Perfume spins the tale of a young boy, Jean-Baptiste Grenouille, born in late-1700′s France, who has been given the gift of superhuman smell. Able to detect individual smells from vast distances away, he happens upon a young lady whose scent overwhelms him. Vowing to find a way to capture the essence of any scent, he becomes the apprentice of a legendary perfumer who is past his prime (played by the always entertaining Dustin Hoffman.) Utilizing the skills he has learned, he sets out to create the perfect perfume by obtaining the scent of beautiful women and extracting them into liquid form. Unfortunately, the women aren’t as enthusiastic about his goals.
In addition to Dustin Hoffman, Alan Rickman plays a major role in the film, and the legendary John Hurt narrates. The film is directed by Tom Tykwer, who will be known by most audiences as the director of the instant-classic Run Lola Run and the recent Clive Owen/Naomi Watts movie The International. While Perfume does not share the same type of quick-edit, high paced style of Run Lola Run, it definitely has Tykwer’s unique feel to it. Much like Run Lola Run, you will be hard pressed to find a movie that you can compare Perfume to, stylistically or otherwise.
Played by a rail-thin Ben Whishaw (of I’m Not There fame), Grenouille is an enigmatic character. His singular pursuit of various scents and attempting to preserve them is done in a way that suggest the character may have some form of mental disability, possibly a mild case of autism. Anything not related to experiencing or capturing various scents seems to be almost entirely ignored by him. His infatuations with various people appear to be based solely on their scent (or their ability to teach him how to capture scent.) He struck me as the kind of person who wouldn’t even eat if he didn’t need to do.
Visually, the movie is absolutely amazing, especially with an upscaling DVD player and an HDTV. Since the film takes place in 18th century France, nearly everything is filthy, dark, and dirty. You can feel dirt under your fingernails…this movie is that gritty. Conversely, scenes that take place with the upper class seem almost surgical in their cleanliness. Bright colours, clean people…visually, it’s like watching a different movie.
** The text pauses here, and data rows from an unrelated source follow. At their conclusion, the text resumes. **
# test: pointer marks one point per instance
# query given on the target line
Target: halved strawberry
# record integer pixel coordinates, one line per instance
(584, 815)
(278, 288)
Regardless of the scene, however, any colours that are present seem to pour out of the screen, with fantastic detail right down to being able to see individual grains of dirt and grime, or each stitch in an upper-class coat. The colour red plays a major role in the visuals, seemingly appearing as an indication of Grenouille’s olfactory infatuation. Overall, the sound design is great, with the exception of quiet conversations; they seem to be slightly muted and hard to understand in some scenes.
Without giving anything away, the ending certainly leaves things up for debate…there are two possible ways to interpret it. I highly recommend after the credits start rolling, you IMMEDEATLY go back to the opening scene…only then should you decide on what you think the ending means.
Perfume weighs in at just over two hours and twenty minutes, so it is a bit of an investment to watch…but it is an investment that pays off HUGE. I can’t recommend this film highly enough…find a copy of it and watch it. Hopefully, like me, you will wonder why more people haven’t experienced this masterpiece, and will encourage others to see it as well.